Section: Optics, Spectroscopy, Plasma and Lasers


Title:
Competition in He-Ne laser. Didactic experiments.


Authors:
M. Ristici, I. Gruia, M. Rosu, B. Ionita


Affiliation:
University Bucharest- Faculty of Physics, Bucharest, Romania


E-mail
marin.ristici@4roptics.com


Keywords:
laser level competition, laser oscillations


Abstract:
In He-Ne cw plasma there are two upper laser levels (3s2, 2s2) and 18 accessible lower levels so that it is possible to generate many laser lines in visible and near infrared. If the laser oscillates simultaneously on two or many laser transitions, all having the same upper level, the output of radiation is weaker than it would be the only oscillation. The situation is almost the same if the oscillating transitions had the same lower levels. The transitions 3s2 → 3p4 (λ=3.39µm) and 3s2 → 2p4 (λ=633 nm) compete each other because their common upper level. The infrared line has a very high gain so that it is able to oscillate just when the reflection coefficient of mirrors is as low as 10 %. The transitions 3s2 → 2p4 (λ=633nm) and 2s2 → 2p4 (λ=1.15µm) compete each other because their common lower level. The experimental set-up consists on a laser tube, a special resonator, a high voltage variable current cw power supply, a laser power-meter, a methane cell and a set of permanent magnets.

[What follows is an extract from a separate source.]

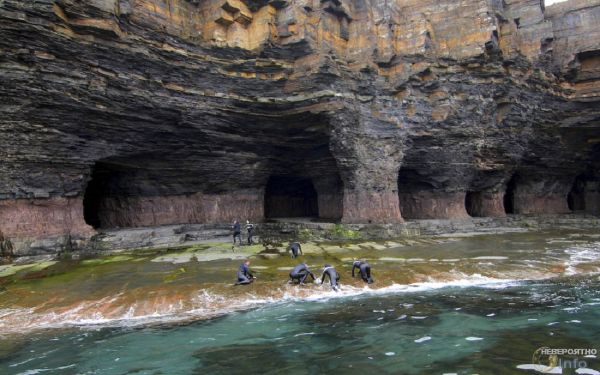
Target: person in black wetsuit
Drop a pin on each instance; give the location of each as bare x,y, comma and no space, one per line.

The mirrors reflect 99% the 633 nm and 1.15µm radiations and about 20% the 3.39µm radiation. When the laser oscillates, the inside resonator beam consists of three radiations: one red-633nm and two infrared. The 3.39µm amplification is monitored by a transversal magnetic field (by Zeeman Effect) and, respectively, a methane cell placed inside resonator. The behavior of 633nm laser power for different discharge currents shows that it increases for large currents when infrared line has stopped but it decreases when laser oscillated simultaneously on both radiations. The output beam is spectrally examined using a prism. It contains 633nm radiation, of course, but also 1084nm (2s2 → 2p4) and 1080nm (2s3 → 2p7) instead of the expected 1.15µm (2s2 → 2p4). That is because the strong oscillation on 633nm (3s2 → 2p4) determines the population of 2p4 level to increase so that the population inversion between 2s2 and 2p4 vanish.